Çifte vatandaşlık aidiyet ve kimlik tartışmalarının yanısıra siyasi katılım ve oy hakkı açısından önemli. Federal Göçmenler ve Mülteciler Dairesi (BAMF) tarafından gerçekleştirilen, “Almanya’daki Göçmenlerin Siyasi Görüş ve Siyasi Katılımları” başlıklı araştırmada, Almanya’da yaşayan göçmen kökenlilerin 2009 genel seçimlerine katılım oranının yüzde 72 olduğu tespit edilmiş. Halkın genel katılım oranıysa son seçimlerde yüzde 80. Siyasi konulara ilgi, bilinçli olma düzeyi, çıkarlarına sahip çıkma isteğiyse göçmenler arasında artış gösteriyor. Çifte vatandaşlıkla gelen oy hakkınının siyasi katılımı arttırması, göçmenlerin temsil oranını da etkileyebilir.

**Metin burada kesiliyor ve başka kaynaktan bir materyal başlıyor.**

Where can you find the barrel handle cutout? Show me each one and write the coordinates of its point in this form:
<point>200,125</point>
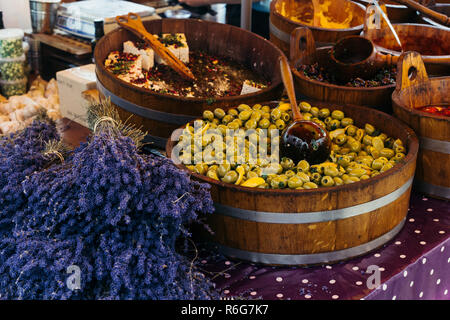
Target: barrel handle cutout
<point>302,46</point>
<point>411,70</point>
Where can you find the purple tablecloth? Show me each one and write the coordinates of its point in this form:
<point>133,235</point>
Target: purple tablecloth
<point>414,265</point>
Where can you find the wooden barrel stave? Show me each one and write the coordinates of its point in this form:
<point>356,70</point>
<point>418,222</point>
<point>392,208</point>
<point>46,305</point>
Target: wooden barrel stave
<point>225,40</point>
<point>433,162</point>
<point>281,27</point>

İkinci kuşağın siyasete iİlgisi
Göçmen kökenli olmayanların ve 2. kuşağın yüzde 60’ı siyasi konulara oldukça ya da çok ilgili olduğunu söylüyor. Araştırmada, ülkede ikamet süresi uzadıkça kendi kararlarıyla göç eden kişilerin siyasi çıkarları konusunda daha bilinçli oldukları ifade ediliyor. Böylece siyasi yönelimin bir süreç olduğu ve zaman aldığı vurgusunda bulunuluyor. Göçmen kökenlilerin ve göçmen kökenli olmayanların çoğunluğunun siyasi içeriği –gündemi meşgul eden konularda partilerin izlediği yol, siyasi aktörlerin tavrı vb.- anlamada nadiren sıkıntı yaşadıkları ya da hiçbir sorunla karşılaşmadıkları belirtiliyor. Eylül 2012 tarihli araştırmada yer alan sonuçlara göre ayrıca göçmen kökenlilerin ve 2. kuşağın, siyasi konular hakkında fikir yürütme konusunda kendilerine güveni tam.

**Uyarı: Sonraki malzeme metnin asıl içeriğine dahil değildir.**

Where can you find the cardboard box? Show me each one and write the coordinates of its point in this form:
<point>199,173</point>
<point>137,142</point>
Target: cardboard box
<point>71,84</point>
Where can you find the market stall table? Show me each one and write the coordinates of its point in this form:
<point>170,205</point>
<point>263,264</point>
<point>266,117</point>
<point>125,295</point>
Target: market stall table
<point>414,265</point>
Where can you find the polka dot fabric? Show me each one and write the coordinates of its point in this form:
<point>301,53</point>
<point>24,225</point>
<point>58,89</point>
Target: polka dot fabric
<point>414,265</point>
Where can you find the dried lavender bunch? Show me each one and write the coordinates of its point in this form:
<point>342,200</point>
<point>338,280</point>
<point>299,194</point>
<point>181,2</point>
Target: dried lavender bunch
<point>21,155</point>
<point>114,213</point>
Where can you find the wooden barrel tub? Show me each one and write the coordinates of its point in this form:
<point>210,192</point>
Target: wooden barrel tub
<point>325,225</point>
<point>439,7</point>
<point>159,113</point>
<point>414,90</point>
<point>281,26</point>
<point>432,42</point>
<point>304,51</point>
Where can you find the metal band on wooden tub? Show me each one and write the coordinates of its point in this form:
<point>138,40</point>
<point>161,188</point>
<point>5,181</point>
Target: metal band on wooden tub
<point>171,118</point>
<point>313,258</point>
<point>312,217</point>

Göçmen kökenlilerin hangi siyasi partilere sempati duyduğu sorusuna verilen yanıtsa, halkın geri kalanıyla benzerlik gösteriyor: Hristiyan Birlik Partileri (CDU/ CSU) ve Sosyal Demokrat Parti (SPD) başı çekerken, üçüncü sırada Yeşiller yer alıyor. Onları Liberaller (FDP) ve Solcular (die Linke) takip ediyor. Partilere duyulan yakınlık kişinin kökeniyle de sıkı ilişki içinde. Örneğin Türkiye kökenliler daha çok SPD’ye eğilim gösterirken, o zamanlar Sovyetler Birliği’ne dahil ülkelerin tercihiniyse Birlik partileri oluşturuyor. Karşılaştırmada bulunmak adına, 2002 -2008 yılları arasındaki siyasi katılım ortalamalarının da dikkate alındığı araştırmada, insanların kendilerini bir partiyle özdeşleştirme durumunun eskiye oranla günümüzde zayıfladığı da belirtiliyor.

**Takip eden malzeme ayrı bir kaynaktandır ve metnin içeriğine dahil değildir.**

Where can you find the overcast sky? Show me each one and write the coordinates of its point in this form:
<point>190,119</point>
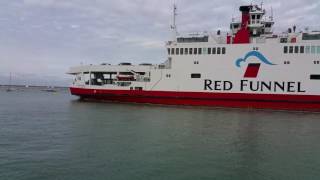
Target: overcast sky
<point>41,39</point>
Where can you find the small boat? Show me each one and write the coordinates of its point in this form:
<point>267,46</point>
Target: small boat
<point>50,89</point>
<point>10,88</point>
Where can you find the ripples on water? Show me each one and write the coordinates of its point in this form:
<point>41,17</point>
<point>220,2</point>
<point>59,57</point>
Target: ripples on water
<point>54,136</point>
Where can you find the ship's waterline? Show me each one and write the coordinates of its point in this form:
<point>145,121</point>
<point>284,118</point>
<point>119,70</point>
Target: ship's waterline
<point>254,86</point>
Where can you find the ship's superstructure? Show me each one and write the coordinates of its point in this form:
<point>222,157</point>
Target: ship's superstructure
<point>250,66</point>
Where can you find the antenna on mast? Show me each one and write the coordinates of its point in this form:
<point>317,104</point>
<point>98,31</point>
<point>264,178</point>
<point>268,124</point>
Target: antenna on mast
<point>174,26</point>
<point>271,17</point>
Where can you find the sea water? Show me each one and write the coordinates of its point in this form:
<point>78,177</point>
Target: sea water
<point>54,136</point>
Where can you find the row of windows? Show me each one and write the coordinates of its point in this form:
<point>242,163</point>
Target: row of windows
<point>301,49</point>
<point>186,51</point>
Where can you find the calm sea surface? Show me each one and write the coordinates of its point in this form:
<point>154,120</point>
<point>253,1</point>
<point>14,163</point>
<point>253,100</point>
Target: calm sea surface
<point>56,137</point>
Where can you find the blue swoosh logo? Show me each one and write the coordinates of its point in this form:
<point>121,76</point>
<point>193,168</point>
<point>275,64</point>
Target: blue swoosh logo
<point>253,54</point>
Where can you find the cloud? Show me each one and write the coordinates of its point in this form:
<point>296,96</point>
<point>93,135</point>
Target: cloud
<point>48,36</point>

Hacettepe Üniversitesi Göç ve Siyaset Araştırmaları Merkezi’nin, Avrupa’da yaşayan Türkiye kökenliler nezdinde gerçekleştirdiği kamuoyu araştırmasının sonuçlarıysa ilginç bir veriyi ortaya koyuyor. Mart 2013 tarihli araştırmada, Türkiye kökenlilerin genel olarak yaşadıkları ülkelerde sol, sosyalist, yeşil vb. siyasi ideolojilere sahip olan partileri tercih ederken, Türkiye’de muhafazakâr-merkez sağdan yana görüş belirttikleri görülüyor: “Bulunduğunuz ülkede oy kullandıysanız, hangi partiye oy verirdiniz?” sorusunda merkez sol-sosyal demokratlar yanıtını verenlerin oranı yüzde 55. Aynı grup, “Türkiye’de bugün genel seçimler yapılsa ve oy verme imkanınız olsa hangi partiye oy verirsiniz?” sorusuna yüzde 44’le AKP yanıtını verirken, CHP diyenlerin oranı yüzde 12. Kararsızların oranıysa yüzde 14. (GAW/ÇT)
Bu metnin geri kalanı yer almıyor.